I'm starting with a brand new development team next week. We're all experienced developers but none of us have worked together before on this codebase.
We want to use planning poker with Fibonacci sequence (1, 2, 3, 5, 8, 13, 21). But how do we establish what those numbers actually mean when we have no shared context or reference points?
Do we just pick an arbitrary story and call it a 5, then estimate everything relative to that? Or is there a better way to calibrate the team from day one?
The best way to establish a baseline is to use recently completed work. Here's the process I've used with dozens of new teams:
Step 1: Gather Completed Stories
Take 3-5 user stories that were recently finished (even if by a previous team or in a prototype phase). You want actual completed work, not hypotheticals.
Step 2: Retrospective Estimation
Use planning poker to estimate these completed stories. Everyone votes based on what they know NOW about the complexity. This is easier because:
- You can look at the actual code
- You know what challenges came up
- There's no uncertainty about requirements
Step 3: Find Your Baseline Story
The smallest story becomes your baseline. Usually a 1, 2, or 3 depending on your scale preference. This should be something simple like:
- "Add email validation to a form field"
- "Update button text and color"
- "Add a new column to a report"
Step 4: Create Reference Stories
From your completed stories, pick examples for different sizes:
- 1-2 points: "Email validation" (30 min - 2 hours)

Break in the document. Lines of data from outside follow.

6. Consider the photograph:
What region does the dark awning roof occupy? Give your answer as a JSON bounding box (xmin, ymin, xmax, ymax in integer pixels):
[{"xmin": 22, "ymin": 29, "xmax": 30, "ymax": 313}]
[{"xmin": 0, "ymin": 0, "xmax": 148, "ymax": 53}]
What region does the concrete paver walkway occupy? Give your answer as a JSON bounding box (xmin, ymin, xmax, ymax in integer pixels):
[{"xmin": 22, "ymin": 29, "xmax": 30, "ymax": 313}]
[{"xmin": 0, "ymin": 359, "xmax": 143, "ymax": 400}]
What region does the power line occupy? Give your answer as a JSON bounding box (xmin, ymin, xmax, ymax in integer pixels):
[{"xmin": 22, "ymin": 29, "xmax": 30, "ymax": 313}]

- 3-5 points: "User profile page" (half day - full day)
- 8 points: "Payment integration" (2-3 days)
- 13 points: "Complete search feature" (3-5 days)

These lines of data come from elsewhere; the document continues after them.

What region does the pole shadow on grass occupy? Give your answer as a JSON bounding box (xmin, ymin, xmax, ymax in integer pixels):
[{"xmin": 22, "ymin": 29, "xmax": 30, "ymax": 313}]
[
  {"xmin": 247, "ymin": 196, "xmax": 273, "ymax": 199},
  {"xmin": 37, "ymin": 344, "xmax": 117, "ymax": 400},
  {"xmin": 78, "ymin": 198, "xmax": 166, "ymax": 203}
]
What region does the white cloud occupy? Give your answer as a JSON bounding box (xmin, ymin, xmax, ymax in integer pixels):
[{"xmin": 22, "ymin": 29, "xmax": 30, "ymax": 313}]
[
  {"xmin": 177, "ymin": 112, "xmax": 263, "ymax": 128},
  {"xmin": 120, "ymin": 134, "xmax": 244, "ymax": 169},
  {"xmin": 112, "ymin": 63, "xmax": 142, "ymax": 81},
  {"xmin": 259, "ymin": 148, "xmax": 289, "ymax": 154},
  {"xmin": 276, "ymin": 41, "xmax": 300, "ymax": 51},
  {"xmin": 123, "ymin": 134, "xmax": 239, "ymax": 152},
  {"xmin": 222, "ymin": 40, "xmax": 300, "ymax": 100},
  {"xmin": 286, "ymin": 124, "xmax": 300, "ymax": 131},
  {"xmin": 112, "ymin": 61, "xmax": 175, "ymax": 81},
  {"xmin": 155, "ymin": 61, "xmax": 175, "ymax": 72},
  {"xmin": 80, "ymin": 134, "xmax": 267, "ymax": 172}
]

Step 5: Document and Display
Write these reference stories on your team's wall or wiki. During planning poker, people can refer back to them: "Is this more or less complex than the email validation story?"
Step 6: Recalibrate
Every 2-3 sprints, review your reference stories. As the team learns the codebase, what felt like an 8 might now be a 5. Update your baselines accordingly.

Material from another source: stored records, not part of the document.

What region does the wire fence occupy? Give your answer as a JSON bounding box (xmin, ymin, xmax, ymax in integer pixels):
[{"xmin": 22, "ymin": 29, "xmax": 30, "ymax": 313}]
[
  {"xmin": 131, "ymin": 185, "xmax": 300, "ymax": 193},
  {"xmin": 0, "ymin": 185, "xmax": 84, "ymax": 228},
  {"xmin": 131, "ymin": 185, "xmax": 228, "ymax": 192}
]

This approach gives you concrete anchors instead of abstract numbers. Way better than guessing blindly on day one.
We did something similar but used T-shirt sizes first (S, M, L, XL) then mapped them to numbers after a sprint. Less pressure on getting the numbers "right" from the beginning.
After sprint 1, we converted: S=2, M=5, L=8, XL=13. Worked really well for us.
This is exactly what I needed! We do have some completed stories from the prototype phase that we can use as anchors.
I'll run a calibration session in our first sprint planning to establish the baseline. Thanks for the detailed breakdown!
One warning: Don't over-think the baseline. Your first sprint estimates will be rough no matter what. Just pick something reasonable and adjust after you have real velocity data.
I've seen teams spend 4 hours debating what a story point means. Just start, measure, adjust. The baseline will find itself.
Also consider creating a "reference story catalog" in Confluence or Notion. Keep it updated as you complete sprints. New team members can read through it and immediately understand your team's estimation culture.
We have about 20 reference stories covering different complexity types: database work, UI work, API integrations, etc.